The Matter of Sovereignty -- Martin E. Marty

"Sovereignty" is at issue in many Protestant contentions over religion in American public life

By Martin E. Marty|May 6, 1999

"Sovereignty" is at issue in many Protestant contentions over religion in American public life. The vast majority of American Christians believe that God is somehow sovereign over all. But most of them relate this faith to theories of governance in which believers and unbelievers and all varieties between them share civil life on equal terms. They find ways to be faithful to their religious and civic spheres and, despite tensions, do not try to get their concepts of God's rule legislated at the expense of the interpretations and rights of others.

Increasing minorities of Protestants today revisit centuries-old applications of the idea of sovereignty. They dream of and work toward effecting patterns of governance in which that sovereignty is explicit. That is the point where those who do not share their view get nervous: will a formally and legally "Judeo-Christian" society take form?

Hearing about this when seniors argue is one thing. To glimpse it in the apparently benign context of childhood education is another. Martha Sawyer Allen last month gave a fair-minded account of an instance, Calvin Christian School in Edina, Minnesota, in the "Faith and Values" section of the MINNEAPOLIS STAR-TRIBUNE (March 13).

Allen describes fifth-grade children at work with a current project: planning a colony, just as their foreparents did in the British colonies that became the United States. The children designed a Christian place out in space, where they can depict the world as they wish it could be now. "Any faith is welcome," they say--but they are really dedicated to "the supremacy of the Judeo-Christian God over the universe and history." "On the front lines of the culture wars," writes Allen, Calvin teaches its 425 students that God is sovereign over all. (Some old-Calvin sneaks in mildly. One student says the children want to rescue people from going to hell; another adds, however, "we shouldn't be nasty to them because they're not Christian. It just means God didn't choose them.")

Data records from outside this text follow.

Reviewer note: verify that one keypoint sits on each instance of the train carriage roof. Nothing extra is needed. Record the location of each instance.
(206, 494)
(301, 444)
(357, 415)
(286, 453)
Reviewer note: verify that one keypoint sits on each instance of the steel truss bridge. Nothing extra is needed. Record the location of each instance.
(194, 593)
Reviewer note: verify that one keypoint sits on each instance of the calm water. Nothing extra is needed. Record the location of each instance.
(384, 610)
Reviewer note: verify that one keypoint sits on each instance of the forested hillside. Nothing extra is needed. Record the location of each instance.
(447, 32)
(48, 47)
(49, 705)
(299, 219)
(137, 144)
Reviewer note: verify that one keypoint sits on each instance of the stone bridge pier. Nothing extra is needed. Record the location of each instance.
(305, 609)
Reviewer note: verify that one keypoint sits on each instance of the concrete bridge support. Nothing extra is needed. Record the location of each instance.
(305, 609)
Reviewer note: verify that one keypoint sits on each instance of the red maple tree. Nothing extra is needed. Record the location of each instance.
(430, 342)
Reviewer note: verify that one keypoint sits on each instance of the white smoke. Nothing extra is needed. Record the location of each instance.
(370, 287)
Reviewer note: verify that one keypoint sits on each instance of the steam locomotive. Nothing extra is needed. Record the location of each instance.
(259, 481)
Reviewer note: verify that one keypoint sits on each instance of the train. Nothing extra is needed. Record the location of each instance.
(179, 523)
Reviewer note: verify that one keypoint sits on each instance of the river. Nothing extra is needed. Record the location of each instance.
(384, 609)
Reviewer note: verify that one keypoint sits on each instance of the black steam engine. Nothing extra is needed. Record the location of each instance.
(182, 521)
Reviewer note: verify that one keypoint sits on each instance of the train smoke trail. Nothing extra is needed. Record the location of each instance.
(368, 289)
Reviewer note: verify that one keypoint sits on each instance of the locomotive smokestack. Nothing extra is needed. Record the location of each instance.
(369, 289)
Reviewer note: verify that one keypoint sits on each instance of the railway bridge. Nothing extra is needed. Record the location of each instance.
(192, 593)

At the college level, reports Allen, is the MacLaurin Institute, "which is connected to the University of Minnesota"--someone find out how and tell us--which teaches a Christian worldview to college students. Allen quotes Bob Osborn, director of the MacLaurin Institute, who argues that most academicians say today "that you have your story and I have mine, but don't tell me there's a larger story." That, he says, is why Christians (of his sort) have such trouble in public discourse. "The culture wars today are about history. Time after time our leaders' views of history are instrumental in shaping the future of this country." MacLaurin and Calvin start young in their efforts to reshape history and, in shaping children, shape future leadership.